On Thu, Dec 10, 2015 at 10:46 PM, Tom Morris <[email protected]> wrote:

> On Wed, Dec 9, 2015 at 5:30 AM, Sriranga(83yrsold) <
> [email protected]> wrote:
>
>> Tom,
>> thanks for the hints. Just now I tested the eng.unicharambigs created by
>> me and found workable. - attached files will speak itself.

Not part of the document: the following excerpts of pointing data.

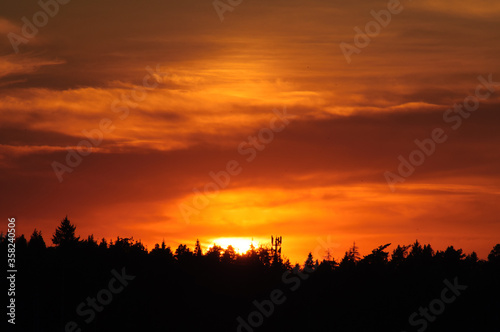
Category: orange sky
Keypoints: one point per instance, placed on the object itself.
(321, 176)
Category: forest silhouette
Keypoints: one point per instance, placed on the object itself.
(180, 289)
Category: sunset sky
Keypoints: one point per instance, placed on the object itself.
(218, 82)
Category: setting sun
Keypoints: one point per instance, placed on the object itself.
(240, 244)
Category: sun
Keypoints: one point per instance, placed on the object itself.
(240, 244)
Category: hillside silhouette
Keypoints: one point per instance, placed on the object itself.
(89, 285)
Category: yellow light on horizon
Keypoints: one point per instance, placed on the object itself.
(240, 244)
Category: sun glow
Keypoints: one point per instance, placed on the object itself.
(240, 244)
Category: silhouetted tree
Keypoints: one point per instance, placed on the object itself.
(309, 263)
(399, 255)
(229, 255)
(494, 255)
(214, 253)
(197, 249)
(65, 234)
(183, 252)
(377, 257)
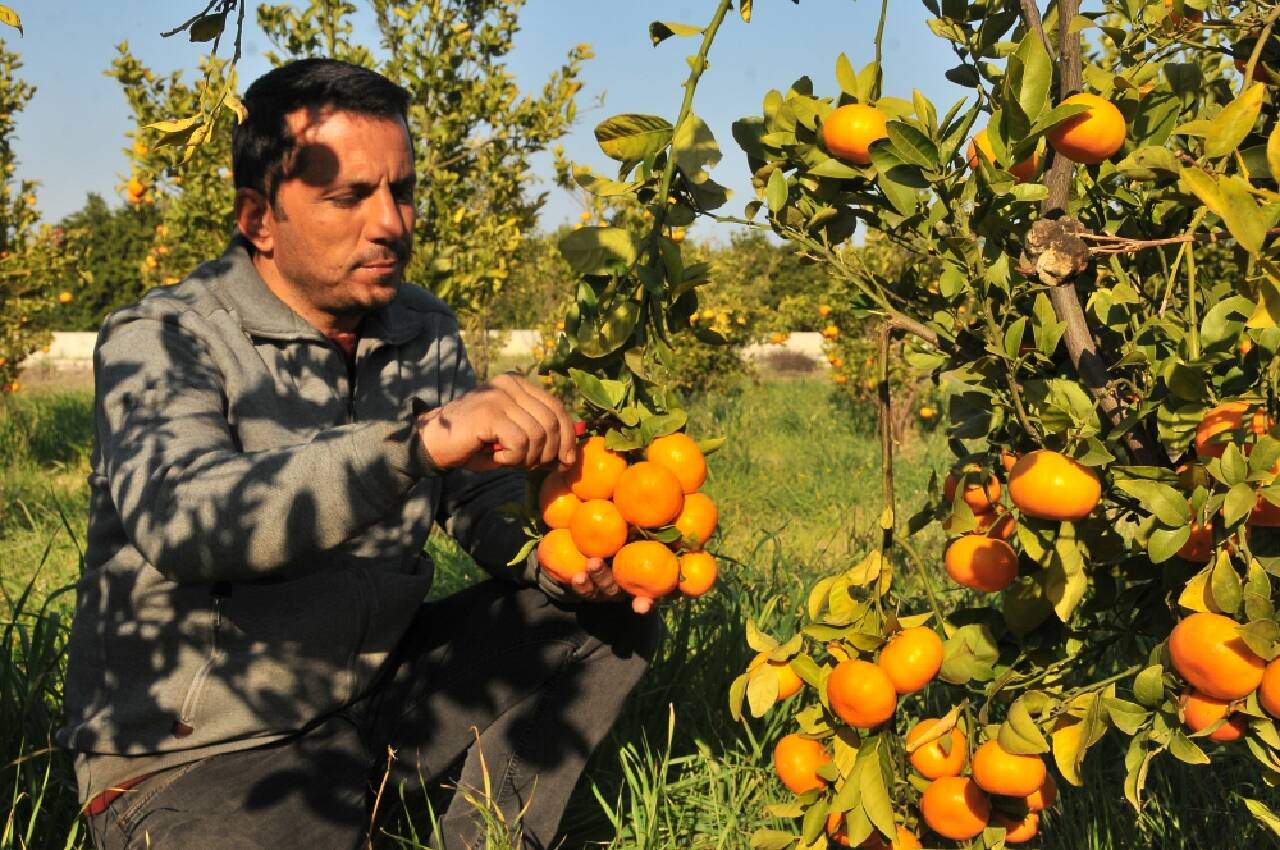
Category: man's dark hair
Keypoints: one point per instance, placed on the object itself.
(263, 142)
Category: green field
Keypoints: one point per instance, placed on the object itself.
(798, 483)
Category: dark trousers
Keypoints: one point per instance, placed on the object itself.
(525, 688)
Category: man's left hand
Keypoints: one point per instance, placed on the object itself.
(597, 584)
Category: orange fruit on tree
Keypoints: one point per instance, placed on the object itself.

I am happy to
>> note that eng.unicharambigs works fine. also attached output
>> "unicharamtest.txt" for perusal - in which however I noticed that last line
>> "luck good" did not changed to "good luck" - where I made mistake?
>>
>
> This mechanism is really intended to fix a small number of characters, not
> reorder entire word strings.  The "good luck" case may be running into the
> maximum string size (10) limit, depending on whether or not the count
> includes the string terminator, but whatever the cause of the failure
> there, is not a very realistic use case.  I would focus on the actual texts
> that you're trying to correct.
>
> Tom
>
>
>> your suggested sentence
>> "Novv is the time to go dovvn" also corrected. Please note I regenerated
>> eng.traineddata  in ubuntu 15.10.
>> With regards, sriranga(83ys)
>>
>> On Wed, Dec 9, 2015 at 12:04 AM, Tom Morris <[email protected]> wrote:
>>
>>> FreeOCR is closed source and Windows only, so it's difficult for me to
>>> tell what it's doing (or even what version of Tesseract it includes).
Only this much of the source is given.